Sunday, January 12, 2014

Tag Team Interview: Dang Bagas & Aldy Aguirre (2 of 3)

Here is part 2 of 3 of the tag team interview I had with Dang Bagas and Aldy Aguirre on their book, The Little Girl in a Box (Adarna House 2013). Part 1 of the interview was posted last December 19, 2013

 
In the story, the box is a powerful metaphor. Readers may interpret the box into many things. As an artist, how can a "box" or "boxes" help you become better at your craft? 

DB: As a writer, I sometimes liken the box to my own limitations and to the limitations set by the industries I write for. I mean, working as a writer, there were lots of times when I felt “boxed in” or “trapped in a box” or “forced in a box”. But, and this I realized early on in my writing career, that this box can be moved, or one can work around it or shape it and color it any which way I want it to be. Doing that is certainly hard work but the only thing that should stop an artist from doing so is a lack of imagination and afterwards, determining choices that work, then determination to stick by these choices, at whatever cost.

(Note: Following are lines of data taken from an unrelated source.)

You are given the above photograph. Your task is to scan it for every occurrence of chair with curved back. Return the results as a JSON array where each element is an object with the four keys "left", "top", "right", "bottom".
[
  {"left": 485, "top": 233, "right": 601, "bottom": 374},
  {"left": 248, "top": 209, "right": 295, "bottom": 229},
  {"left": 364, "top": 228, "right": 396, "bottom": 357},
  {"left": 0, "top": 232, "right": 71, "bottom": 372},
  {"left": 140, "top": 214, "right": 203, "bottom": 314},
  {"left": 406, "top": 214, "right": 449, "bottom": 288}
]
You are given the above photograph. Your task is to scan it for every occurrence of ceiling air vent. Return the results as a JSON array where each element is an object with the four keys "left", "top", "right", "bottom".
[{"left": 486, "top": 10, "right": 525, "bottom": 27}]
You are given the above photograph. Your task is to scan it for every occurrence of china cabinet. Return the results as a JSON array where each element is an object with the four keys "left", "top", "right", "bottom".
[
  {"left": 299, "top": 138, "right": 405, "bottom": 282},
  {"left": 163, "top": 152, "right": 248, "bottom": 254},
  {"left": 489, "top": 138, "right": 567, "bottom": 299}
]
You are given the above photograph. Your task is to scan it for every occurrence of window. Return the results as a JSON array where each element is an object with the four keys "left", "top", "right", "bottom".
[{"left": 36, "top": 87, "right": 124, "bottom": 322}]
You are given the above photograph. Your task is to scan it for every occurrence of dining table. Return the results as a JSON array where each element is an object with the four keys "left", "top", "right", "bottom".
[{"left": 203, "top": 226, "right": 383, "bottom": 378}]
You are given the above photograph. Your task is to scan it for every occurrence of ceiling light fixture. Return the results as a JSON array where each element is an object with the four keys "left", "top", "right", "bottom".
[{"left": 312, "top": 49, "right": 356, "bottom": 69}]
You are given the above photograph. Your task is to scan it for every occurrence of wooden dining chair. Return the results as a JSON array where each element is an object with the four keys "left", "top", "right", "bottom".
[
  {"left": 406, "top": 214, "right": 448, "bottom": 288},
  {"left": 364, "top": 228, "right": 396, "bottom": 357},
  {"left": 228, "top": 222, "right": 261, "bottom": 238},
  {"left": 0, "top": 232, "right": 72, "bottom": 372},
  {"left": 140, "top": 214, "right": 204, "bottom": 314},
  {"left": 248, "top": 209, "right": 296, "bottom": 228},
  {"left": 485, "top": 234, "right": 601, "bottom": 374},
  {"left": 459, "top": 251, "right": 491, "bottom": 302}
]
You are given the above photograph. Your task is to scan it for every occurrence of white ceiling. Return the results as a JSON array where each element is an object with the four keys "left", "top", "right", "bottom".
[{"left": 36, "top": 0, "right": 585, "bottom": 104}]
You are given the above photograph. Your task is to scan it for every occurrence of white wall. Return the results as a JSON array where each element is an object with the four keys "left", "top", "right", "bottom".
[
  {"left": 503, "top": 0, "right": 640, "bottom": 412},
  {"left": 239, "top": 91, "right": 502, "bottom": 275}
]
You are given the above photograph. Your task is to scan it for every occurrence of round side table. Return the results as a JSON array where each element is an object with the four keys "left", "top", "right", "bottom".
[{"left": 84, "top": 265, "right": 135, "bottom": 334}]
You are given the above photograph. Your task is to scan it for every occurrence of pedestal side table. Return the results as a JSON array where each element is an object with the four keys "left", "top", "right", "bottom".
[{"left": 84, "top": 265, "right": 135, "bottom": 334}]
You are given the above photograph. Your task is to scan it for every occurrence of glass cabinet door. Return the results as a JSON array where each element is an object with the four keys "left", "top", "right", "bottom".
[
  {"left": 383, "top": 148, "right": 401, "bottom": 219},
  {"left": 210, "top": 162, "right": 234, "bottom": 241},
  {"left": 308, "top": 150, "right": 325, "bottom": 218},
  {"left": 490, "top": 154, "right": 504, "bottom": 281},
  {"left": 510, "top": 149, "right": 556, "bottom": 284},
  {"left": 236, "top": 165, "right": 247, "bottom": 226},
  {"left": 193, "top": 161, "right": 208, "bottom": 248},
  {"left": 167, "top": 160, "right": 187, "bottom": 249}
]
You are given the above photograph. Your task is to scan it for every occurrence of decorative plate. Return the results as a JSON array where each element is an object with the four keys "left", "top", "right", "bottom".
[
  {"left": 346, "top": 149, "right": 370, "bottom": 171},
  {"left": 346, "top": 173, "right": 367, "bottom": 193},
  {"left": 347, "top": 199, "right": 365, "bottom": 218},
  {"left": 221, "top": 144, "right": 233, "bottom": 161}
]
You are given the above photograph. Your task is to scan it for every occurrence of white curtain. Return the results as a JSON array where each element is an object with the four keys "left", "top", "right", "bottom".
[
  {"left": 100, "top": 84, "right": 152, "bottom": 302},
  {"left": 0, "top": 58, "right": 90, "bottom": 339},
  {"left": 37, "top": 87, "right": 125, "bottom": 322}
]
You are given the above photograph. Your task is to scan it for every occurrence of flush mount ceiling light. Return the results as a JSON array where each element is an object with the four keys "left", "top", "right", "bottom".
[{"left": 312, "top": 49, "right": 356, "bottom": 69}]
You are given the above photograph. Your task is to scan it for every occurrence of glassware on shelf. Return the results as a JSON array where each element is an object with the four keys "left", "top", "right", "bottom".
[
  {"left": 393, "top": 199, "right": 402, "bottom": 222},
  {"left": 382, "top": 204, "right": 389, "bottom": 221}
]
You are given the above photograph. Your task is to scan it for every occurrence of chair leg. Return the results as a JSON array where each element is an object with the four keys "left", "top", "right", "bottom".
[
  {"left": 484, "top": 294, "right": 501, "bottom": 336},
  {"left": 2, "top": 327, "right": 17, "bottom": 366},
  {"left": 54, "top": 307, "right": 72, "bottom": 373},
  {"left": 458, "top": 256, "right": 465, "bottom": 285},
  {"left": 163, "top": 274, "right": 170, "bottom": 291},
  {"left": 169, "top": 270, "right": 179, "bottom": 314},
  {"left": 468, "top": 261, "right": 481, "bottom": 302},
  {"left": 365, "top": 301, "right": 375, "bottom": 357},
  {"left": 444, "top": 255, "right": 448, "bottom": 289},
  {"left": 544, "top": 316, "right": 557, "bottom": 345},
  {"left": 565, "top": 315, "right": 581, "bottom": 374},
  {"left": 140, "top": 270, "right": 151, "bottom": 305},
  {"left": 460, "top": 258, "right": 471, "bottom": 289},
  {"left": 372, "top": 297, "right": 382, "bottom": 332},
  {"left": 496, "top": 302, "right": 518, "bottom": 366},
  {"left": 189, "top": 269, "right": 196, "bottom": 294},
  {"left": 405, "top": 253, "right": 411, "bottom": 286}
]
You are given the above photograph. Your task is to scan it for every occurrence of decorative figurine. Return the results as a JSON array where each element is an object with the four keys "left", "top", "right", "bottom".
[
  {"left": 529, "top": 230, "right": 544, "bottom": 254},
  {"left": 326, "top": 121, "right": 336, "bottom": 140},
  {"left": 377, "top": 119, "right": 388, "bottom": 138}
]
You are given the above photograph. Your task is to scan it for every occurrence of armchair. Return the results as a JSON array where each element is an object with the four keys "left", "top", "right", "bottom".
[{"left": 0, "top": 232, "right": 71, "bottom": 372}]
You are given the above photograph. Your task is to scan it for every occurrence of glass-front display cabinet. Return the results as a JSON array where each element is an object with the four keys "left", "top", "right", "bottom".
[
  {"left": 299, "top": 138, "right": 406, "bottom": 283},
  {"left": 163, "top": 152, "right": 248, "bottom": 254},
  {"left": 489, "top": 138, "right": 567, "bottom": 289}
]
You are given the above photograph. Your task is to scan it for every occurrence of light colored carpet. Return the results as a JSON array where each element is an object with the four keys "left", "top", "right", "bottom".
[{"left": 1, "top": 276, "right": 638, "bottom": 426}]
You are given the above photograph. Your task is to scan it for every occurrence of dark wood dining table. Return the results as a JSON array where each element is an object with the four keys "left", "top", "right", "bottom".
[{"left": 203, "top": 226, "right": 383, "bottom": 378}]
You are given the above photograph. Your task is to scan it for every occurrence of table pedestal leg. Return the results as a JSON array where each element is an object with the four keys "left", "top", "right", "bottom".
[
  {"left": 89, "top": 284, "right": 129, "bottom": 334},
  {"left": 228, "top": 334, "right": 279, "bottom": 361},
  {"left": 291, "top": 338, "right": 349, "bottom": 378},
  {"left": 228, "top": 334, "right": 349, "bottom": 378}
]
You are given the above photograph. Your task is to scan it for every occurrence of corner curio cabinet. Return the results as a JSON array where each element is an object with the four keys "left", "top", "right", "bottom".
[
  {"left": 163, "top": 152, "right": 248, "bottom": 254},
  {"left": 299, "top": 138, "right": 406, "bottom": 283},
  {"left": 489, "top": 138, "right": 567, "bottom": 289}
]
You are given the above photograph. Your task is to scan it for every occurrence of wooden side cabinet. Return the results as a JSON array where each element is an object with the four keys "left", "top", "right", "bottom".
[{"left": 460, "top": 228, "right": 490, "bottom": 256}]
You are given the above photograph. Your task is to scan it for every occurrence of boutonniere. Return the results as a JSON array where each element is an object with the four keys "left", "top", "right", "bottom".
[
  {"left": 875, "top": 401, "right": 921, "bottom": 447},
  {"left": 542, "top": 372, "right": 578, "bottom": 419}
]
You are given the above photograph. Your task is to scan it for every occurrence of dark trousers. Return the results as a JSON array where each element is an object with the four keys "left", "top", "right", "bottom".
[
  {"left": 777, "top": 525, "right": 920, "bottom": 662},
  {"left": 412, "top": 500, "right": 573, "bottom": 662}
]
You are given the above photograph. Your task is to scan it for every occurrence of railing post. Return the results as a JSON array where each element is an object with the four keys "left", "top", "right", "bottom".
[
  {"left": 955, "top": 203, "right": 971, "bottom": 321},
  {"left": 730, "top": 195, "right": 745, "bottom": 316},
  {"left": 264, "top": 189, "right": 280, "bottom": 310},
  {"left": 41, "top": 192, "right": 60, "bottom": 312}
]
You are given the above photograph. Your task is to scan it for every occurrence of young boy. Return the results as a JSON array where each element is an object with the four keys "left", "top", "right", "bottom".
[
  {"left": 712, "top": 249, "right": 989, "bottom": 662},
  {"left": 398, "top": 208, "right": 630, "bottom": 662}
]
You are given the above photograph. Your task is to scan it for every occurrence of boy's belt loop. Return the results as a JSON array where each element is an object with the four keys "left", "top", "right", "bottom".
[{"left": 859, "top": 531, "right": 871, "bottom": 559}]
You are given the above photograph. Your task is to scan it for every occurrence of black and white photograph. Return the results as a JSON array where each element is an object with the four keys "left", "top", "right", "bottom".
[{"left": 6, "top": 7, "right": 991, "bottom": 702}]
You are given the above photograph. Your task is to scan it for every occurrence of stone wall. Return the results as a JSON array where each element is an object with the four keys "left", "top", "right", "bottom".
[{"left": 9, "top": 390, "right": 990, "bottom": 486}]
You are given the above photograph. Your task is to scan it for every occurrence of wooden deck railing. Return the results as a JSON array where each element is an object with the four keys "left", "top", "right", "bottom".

Actually visualizing my craft as something like a box already helps me make it better cause then I know I could make it what I want it to be though I am still working on that: letting my imagination go freely, making the right choices, and sticking to these choices according to what is the best for me, and the stories that I write.


AA: A big box full of inspirations would certainly come in handy, and thinking out of my box usually helps too.

What is the story/picture book you wish you've written/illustrated? Why? 

DB:  Asking me this question is like asking me which star in the universe I’d like to go to cause there’s lots and lots, countless lots, of stories out there that I wish I’d written.

If I can name only one, I would say Rick Riordan’s Percy Jackson and the Lightning Thief,  because fifteen years ago, I was working on a story about the children of our epic heroes and diwatas (Lam-Ang, Bantugan, Mariang Sinukuan, etc.) discovering they’re the children of mythical gods, discovering they have powers and banding together to save the world. But real life got in the way and I shelved the story. And now, with the Percy Jackson series, I can’t write this story without it looking like a rip-off! Oh well… Yes, universe, lesson learned: heed the call of stories demanding to be written and try not to leave them behind.

If I can name more, I wish I’ve written Anne of Green Gables, The Little House in the Prairie, Where the Wild Things are, The Giver, The Story Girl, The Earthsea series, The Chocolate Factory, The Wizard of Oz, The Chronicles of Narnia, Harry Potter, Charlotte’s Web, Looking for Alaska, Tall Story, A Wrinkle in Time, Chika Chika Boom Boom, Where the Sidewalk Ends, Bridge to Terabithia, Alamat ng Ampalaya, Ang Barumbadong Bus, Coraline, Tuwing Sabado, The Graveyard Book, The Disc World series. The Monstrumologist, The Dragon Rider, The Thief Lord…

Ok, enough, there’s more, it’s a really long list, as many as the number of books in my shelves, as many as the books I’ve read and read again and again and again. And this is the same reason why I wish I’d written these stories – I have kept all of these stories close to me; I have loved and will love these stories for the rest of my life. That is the writer’s dream: that one’s stories be loved, read again and again, for years and years and generations to come.



AA: Hmm, I never actually thought of wanting to illustrate picture books that I’ve read. I think they will not be as great or the opposite, if the pictures will be different from what they are right now.